There was a time in high school when we had a job serving dinner at a wedding reception—I think Bill Phebus’s uncle was in the catering business and he was nice enough to hire the likes of us. As we were waiting to get paid, after the dinner service, a young, tough-looking guy came bursting out of the reception demanding to know who had made the “remark” about one of the women in the hall. Duh, none of us knew anything, what was he talking about? Soon, guy after guy from the reception—as the word got around inside the hall—came out to find out who should be beaten up. About five of us stood there, professing innocence. Might have been Phebus, Melto, Pederson, Brynjolfsson and me, maybe a couple others I can’t picture as I write this. It was a bad scene. Eventually, things calmed down and we left. Outside, Bob Pederson turned to Bill and said, “IT WAS YOU! As she came up the stairs you said she was really good looking.” Innocent enough, but not in the particular crowd we had served dinner to. At least we all lived to tell about it.

As I mentioned earlier, Bill was the funniest person I have ever known. Whatever he said made me laugh, even things he didn’t intend to be funny. They say that Jack Benny found George Burns to be terribly funny—whatever George said, Jack fell down laughing. It was that way for me with Bill. He just had a way of seeing the silly side of things or turning a phrase with a double meaning that cracked me up. He was smart and used his wit to poke holes in the pompous [teachers, coaches, politicians] and made us all laugh in doing so.

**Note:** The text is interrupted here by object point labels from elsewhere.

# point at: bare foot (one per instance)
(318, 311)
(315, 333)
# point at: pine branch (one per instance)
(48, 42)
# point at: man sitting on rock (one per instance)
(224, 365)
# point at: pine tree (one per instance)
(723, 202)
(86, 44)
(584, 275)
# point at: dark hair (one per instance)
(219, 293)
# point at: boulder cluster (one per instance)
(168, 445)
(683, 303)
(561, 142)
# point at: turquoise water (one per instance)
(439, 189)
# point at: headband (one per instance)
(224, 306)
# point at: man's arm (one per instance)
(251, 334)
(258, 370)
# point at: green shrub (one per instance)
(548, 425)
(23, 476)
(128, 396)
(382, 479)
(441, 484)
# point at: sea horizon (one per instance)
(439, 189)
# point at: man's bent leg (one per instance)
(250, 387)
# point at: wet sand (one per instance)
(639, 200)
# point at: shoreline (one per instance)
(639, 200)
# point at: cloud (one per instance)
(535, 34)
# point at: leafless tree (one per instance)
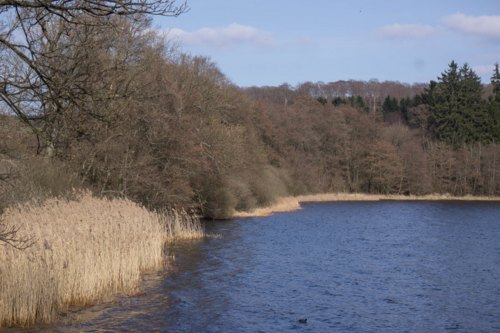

He was involved in many business ventures and managed a Sears store, two law firms, a construction company, and a restaurant. He worked in direct mail marketing. He also sold furniture when he was semi-retired in Tampa, Florida.

He was very close to his two brothers, Barry [mentioned earlier, four years older than we are] and Brian, a few years younger than we are. He told me that when they lived in the same area [Tampa Bay], they would often get together on Sundays and shoot the bull, mainly tossing around ideas about what business to get into or how to handle a problem one of them was facing. It just seemed to me to be a heck of a good way to relate to your siblings.

And you gotta love a guy who took care of his mother the way he did for many years. She was in ill health, on oxygen 24 hours a day, and basically homebound. He’d wake her up each day, make her lunch before he left for work and call her frequently to see that she was okay.

In his later years he retired completely to Tennessee, on Kentucky Lake, near Paris, TN. Because his significant other, Kaye, didn’t allow smoking in the house, he had a room off the garage where he would smoke, watch TV and engage in DUI. Not driving under the influence. Something else, and for anyone reading this who received his calls, you’ll know what it stands for. He had a golf cart that he enjoyed driving around the neighborhood, pointing out this or that neighbor who was from Chicago, or Cicero or Oak Lawn. Everyone greeted him warmly and he returned the good wishes. Everyone knew Bill and liked him, as we all did.

My guess is that most people at Glenbard East who knew him well loved him. No better friend, no one more likely to make you laugh, no one more memorable.

 


09/09/13 02:48 PM #3    

Mark Wieting

In March 2003, Bill welcomed me to his indoor/outdoor lair in his carport in Tennessee. I am not sure who christened it Billville....

Bill displays his list of phone numbers that he used to call friends and family while engaging in DUI--"dialing under the influence." We had some fun conversations and it was always great to hear from him.